Obama's Education Plans: Little Evidence, Lots of Big Government

COMMENTARY Education

Obama's Education Plans: Little Evidence, Lots of Big Government

Jan 28, 2014 2 min read
COMMENTARY BY
Lindsey M. Burke, PhD

Director, Center for Education Policy

Lindsey Burke researches and writes on federal and state education issues.

The State of the Union touched on education from pre-K through higher education, with one overriding theme: more intervention from Washington.

President Obama’s call for billions in new federal spending on a massive preschool program — a Race to the Top for four-year-olds — should be approached with caution. Policymakers at every level of government should be aware that the evidence from existing programs raises doubts about their efficacy — not to mention the significant costs to taxpayers. The type of large-scale government preschool program the Obama administration seeks is more likely to resemble the failed Head Start program than high-quality early-education programs.

The president also talked about the need to improve STEM (Science, technology, engineering, and mathematics) education. But his Washington approach has this backwards: Rather than more federal intervention, states should be free to opt out of No Child Left Behind and target dollars toward their top education priorities. If a state wants to prioritize STEM education, it can do so by promoting parental choice in education to ensure students can attend schools that meet their unique learning needs, expanding online learning, allowing for alternative teacher certification, linking teacher pay to performance and differentiating pay to reflect the needs of high-demand fields, and rejecting Common Core national standards and tests (which do not prepare students for quality STEM educations).

Finally, the president discussed increasing access to higher education. More federal subsidies is not the way to increase access to college — more generous subsidies, in fact, enable universities to raise tuition. Since 1982, the cost of attending college has increased 439 percent — more than four times the rate of inflation.
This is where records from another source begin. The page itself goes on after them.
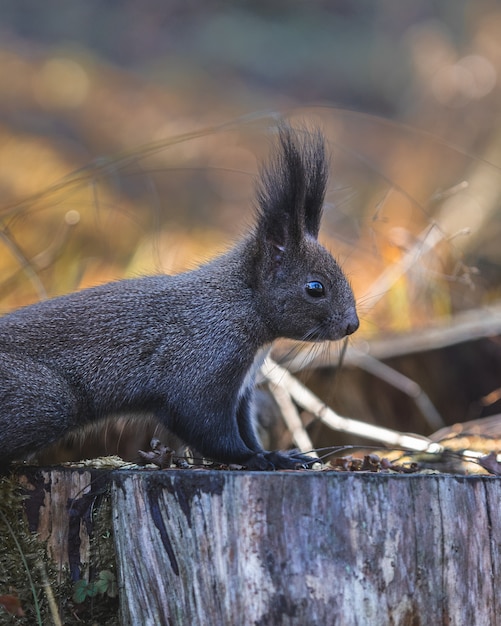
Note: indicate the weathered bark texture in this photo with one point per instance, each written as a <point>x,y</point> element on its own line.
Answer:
<point>59,509</point>
<point>286,548</point>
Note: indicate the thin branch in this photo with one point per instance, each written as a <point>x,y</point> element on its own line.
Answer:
<point>310,402</point>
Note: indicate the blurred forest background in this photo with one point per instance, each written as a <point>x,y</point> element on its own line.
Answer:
<point>131,134</point>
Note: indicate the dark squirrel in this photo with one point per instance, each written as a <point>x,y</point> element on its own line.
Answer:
<point>185,348</point>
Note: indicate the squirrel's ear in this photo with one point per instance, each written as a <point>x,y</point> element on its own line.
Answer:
<point>292,188</point>
<point>316,167</point>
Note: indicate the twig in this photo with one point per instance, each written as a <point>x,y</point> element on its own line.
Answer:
<point>310,402</point>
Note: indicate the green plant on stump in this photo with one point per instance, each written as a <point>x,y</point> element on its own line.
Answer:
<point>29,589</point>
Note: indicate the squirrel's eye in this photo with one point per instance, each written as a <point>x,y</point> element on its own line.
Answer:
<point>315,289</point>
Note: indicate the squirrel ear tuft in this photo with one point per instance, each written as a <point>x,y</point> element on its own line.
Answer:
<point>292,188</point>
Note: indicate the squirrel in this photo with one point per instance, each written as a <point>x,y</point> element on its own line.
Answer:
<point>185,348</point>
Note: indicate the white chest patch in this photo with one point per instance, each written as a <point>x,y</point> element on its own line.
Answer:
<point>250,376</point>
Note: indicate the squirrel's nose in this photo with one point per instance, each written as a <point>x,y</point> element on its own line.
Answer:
<point>352,321</point>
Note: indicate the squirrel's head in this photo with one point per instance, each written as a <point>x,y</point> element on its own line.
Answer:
<point>303,293</point>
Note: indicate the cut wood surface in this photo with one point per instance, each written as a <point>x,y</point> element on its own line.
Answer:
<point>227,548</point>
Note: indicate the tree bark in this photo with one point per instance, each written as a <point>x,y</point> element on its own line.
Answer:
<point>296,548</point>
<point>59,509</point>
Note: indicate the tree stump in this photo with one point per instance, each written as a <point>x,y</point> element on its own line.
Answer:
<point>294,548</point>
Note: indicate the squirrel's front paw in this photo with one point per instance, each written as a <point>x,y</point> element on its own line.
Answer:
<point>280,460</point>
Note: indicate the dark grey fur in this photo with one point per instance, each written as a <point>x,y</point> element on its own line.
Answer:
<point>183,347</point>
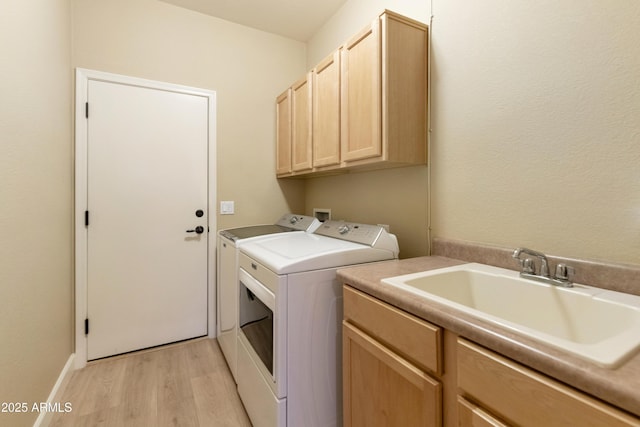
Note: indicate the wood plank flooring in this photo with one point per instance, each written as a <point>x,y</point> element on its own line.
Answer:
<point>186,384</point>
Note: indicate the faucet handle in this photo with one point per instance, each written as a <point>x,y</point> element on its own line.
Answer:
<point>528,266</point>
<point>564,272</point>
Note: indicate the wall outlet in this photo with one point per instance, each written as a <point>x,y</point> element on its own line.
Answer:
<point>227,207</point>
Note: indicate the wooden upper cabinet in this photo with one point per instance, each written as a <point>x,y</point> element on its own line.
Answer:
<point>283,133</point>
<point>384,93</point>
<point>361,95</point>
<point>326,112</point>
<point>301,93</point>
<point>363,106</point>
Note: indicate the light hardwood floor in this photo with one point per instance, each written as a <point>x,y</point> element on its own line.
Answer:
<point>186,384</point>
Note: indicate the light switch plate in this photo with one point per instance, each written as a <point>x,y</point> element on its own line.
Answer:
<point>227,207</point>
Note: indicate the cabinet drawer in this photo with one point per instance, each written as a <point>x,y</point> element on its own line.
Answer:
<point>418,341</point>
<point>470,415</point>
<point>524,397</point>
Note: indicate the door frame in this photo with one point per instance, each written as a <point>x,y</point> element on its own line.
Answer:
<point>83,76</point>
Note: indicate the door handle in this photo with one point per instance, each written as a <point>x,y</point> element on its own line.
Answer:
<point>199,230</point>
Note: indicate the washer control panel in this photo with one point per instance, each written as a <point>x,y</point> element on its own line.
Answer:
<point>366,234</point>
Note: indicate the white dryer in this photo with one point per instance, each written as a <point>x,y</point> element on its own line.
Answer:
<point>290,350</point>
<point>228,245</point>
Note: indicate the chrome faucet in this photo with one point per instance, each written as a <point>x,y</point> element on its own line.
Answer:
<point>563,271</point>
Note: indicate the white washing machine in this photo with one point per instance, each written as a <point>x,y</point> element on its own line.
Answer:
<point>229,242</point>
<point>290,349</point>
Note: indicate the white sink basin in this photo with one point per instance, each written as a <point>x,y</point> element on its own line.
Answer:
<point>598,325</point>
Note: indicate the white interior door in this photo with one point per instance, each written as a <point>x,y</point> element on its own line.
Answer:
<point>147,174</point>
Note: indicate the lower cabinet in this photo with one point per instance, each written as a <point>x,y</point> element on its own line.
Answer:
<point>523,397</point>
<point>383,389</point>
<point>386,356</point>
<point>394,374</point>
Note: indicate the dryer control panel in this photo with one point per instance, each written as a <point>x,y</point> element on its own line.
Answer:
<point>365,234</point>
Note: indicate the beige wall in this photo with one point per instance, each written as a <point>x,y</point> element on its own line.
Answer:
<point>35,201</point>
<point>397,197</point>
<point>247,68</point>
<point>536,129</point>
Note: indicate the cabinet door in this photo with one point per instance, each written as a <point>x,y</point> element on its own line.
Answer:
<point>383,389</point>
<point>301,123</point>
<point>361,124</point>
<point>326,112</point>
<point>283,133</point>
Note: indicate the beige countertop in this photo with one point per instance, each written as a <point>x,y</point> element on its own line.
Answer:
<point>619,387</point>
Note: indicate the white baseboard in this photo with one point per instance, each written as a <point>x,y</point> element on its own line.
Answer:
<point>44,419</point>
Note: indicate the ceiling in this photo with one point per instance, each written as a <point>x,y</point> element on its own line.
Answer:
<point>295,19</point>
Instead, policymakers can take an important first step in increasing access to higher education by decoupling federal financing from accreditation.

As Heritage has detailed in the past:

Policymakers are in a unique situation to hasten such reform by supporting the customization of higher education for students. In particular, policymakers should back the decoupling of accreditation from federal financial aid subsidies, a reform that would provide independent entities the opportunity to credential courses and skills.

While President Obama’s prescriptions would grow federal intervention at all levels of education, conservatives in Congress have proposals that would actually restore state and local control. As Senator Mike Lee noted in his tea-party response to the SOTU, “inequality — real inequality — is trapping poor children in failing schools to benefit bureaucrats and union bosses. It’s penalizing low-income parents for getting married, or getting better jobs.”

Senator Lee mentioned legislative proposals that would help achieve many of the conservative alternatives above. Senator John Cornyn of Texas has introduced a bill that would allow states to opt out of No Child Left Behind. Senator Tim Scott (R., S.C.) is promoting school choice. And Senator Lee himself is sponsoring legislation to reform higher education accreditation, “making it more accessible and affordable for lower-income and non-traditional students.”

 - Lindsey Burke is the Will Skillman Fellow in Education at the Heritage Foundation.